NEW YORK (Reuters) – A masterpiece painted by Pablo Picasso that a German Jewish businessman was allegedly forced to sell to fund his escape from the Nazis can stay at the Metropolitan Museum of Art in New York rather than be returned to the businessman’s heirs, a court ruled on Wednesday.
FILE PHOTO: FILE PHOTO: Visitors walk along the steps of the Metropolitan Museum of Art in New York, March 6, 2006. REUTERS/Keith Bedford/File Photo
The 2nd U.S. Circuit Court of Appeals in Manhattan ruled that the great-grandniece of Paul Leffmann, who once owned Picasso’s “The Actor,” waited too long by not demanding the painting’s return until 2010, which was 72 years after it was sold and 58 years after it entered the Met’s collection.

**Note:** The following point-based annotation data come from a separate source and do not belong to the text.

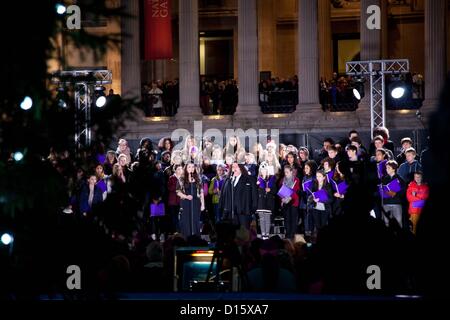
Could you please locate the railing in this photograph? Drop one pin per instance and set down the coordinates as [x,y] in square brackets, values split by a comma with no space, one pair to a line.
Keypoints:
[169,105]
[279,101]
[337,101]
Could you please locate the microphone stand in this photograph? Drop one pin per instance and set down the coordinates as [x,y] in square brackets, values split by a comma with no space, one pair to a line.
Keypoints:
[192,205]
[232,197]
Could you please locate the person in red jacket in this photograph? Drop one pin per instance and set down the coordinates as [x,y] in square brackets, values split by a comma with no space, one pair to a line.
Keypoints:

Writing for a three-judge panel, Chief Judge Robert Katzmann recognized that the federal Holocaust Expropriated Art Recovery Act of 2016 and other recent measures respected the need to provide “some measure of justice, albeit incomplete,” to victims of Nazi brutality and their heirs.
But he said it would be unfair for the Met to give up the Picasso, given the “unreasonable” delay in demanding its return.
“This is not a case where the identity of the buyer was unknown to the seller or the lost property was difficult to locate,” Katzmann wrote. “The Met has been prejudiced by the more than six decades that have elapsed since the end of World War II.”
The great-grandniece, Laurel Zuckerman, said Leffmann sold “The Actor” to a Paris art dealer for $12,000 to fund the escape by him and his wife to Switzerland from Italy, which was then led by Benito Mussolini, an ally of Adolf Hitler.
She said the Met did not properly acknowledge Leffmann’s ownership until 2011, after decades of incorrect cataloguing.
Zuckerman’s lawyer had no immediate comment. The Met and its lawyers did not immediately respond to requests for comment. A lower court judge also sided with the Met in February 2018.
Painted during Picasso’s “Rose Period” in 1904 and 1905, “The Actor” also made news in January 2010 when an art student lost her balance and fell into it, causing a six-inch (15 cm) tear, which was repaired.
The case is Zuckerman v. Metropolitan Museum of Art, 2nd U.S. Circuit Court of Appeals, No. 18-634.